I'm trying to prove this argument using only the rules of minimal logic.
So far I have this.
$$1. ⊢ \neg\neg\neg A \rightarrow \neg A$$ $$2. \neg\neg\neg A ⊢ \neg A$$ $$3. \neg\neg\neg A, A ⊢ \bot$$ $$4.1 \neg\neg\neg A, A ⊢ A (DONE)$$ $$4.2 \neg\neg\neg A, A ⊢ \neg A $$
And from the branch 4.2 I don't know how to proceed.
Can someone help?
Until step $3$, your attempt goes in the right direction. Your step $4$ is problematic, because$-$as you noticed$-$in the branch $4.2$ it is not clear what to do.
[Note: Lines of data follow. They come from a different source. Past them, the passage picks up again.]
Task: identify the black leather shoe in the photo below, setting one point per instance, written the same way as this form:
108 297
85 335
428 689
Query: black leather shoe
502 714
Indeed, your branch $4.2$ is very similar to your step $2$, which roughly means that from step $2$ to step $4$ your attempt did not achieve any progress.
The solution is to remark that your step $3$ (which expresses a contradiction between $\lnot\lnot\lnot A$ and $A$) can be obtained in several ways, not only via your step $4$. Your step $4$ derives step $3$ by putting together $A$ and $\lnot A$, but my suggestion is to derive step $3$ by putting together $\lnot \lnot \lnot A$ and $\lnot \lnot A$. The derivation you obtain is below (I draw it as a tree, built bottom up).
\begin{align} \dfrac{ \dfrac{ \dfrac {\dfrac{}{\lnot \lnot \lnot A, A \vdash \lnot \lnot \lnot A}\text{ax} \qquad \dfrac{\vdots}{\lnot \lnot \lnot A, A \vdash \lnot \lnot A}} {\lnot \lnot \lnot A, A \vdash \bot} \lnot_e } {\lnot \lnot \lnot A \vdash \lnot A} \lnot_i } {\vdash \lnot \lnot \lnot A \to \lnot A} \to_i \end{align}
It remains to find a derivation for $\lnot \lnot \lnot A, A \vdash \lnot \lnot A$ (the vertical dots above), which is quite easy:
\begin{align} \dfrac{ \dfrac{\dfrac{}{\lnot \lnot \lnot A, A, \lnot A \vdash \lnot A}\text{ax} \qquad \dfrac{}{\lnot \lnot \lnot A, A, \lnot A \vdash A}\text{ax}}{\lnot \lnot \lnot A, A, \lnot A \vdash \bot}\lnot_e } {\lnot \lnot \lnot A, A \vdash \lnot \lnot A} \lnot_i \end{align}
We have only used rules that are admissible in minimal logic.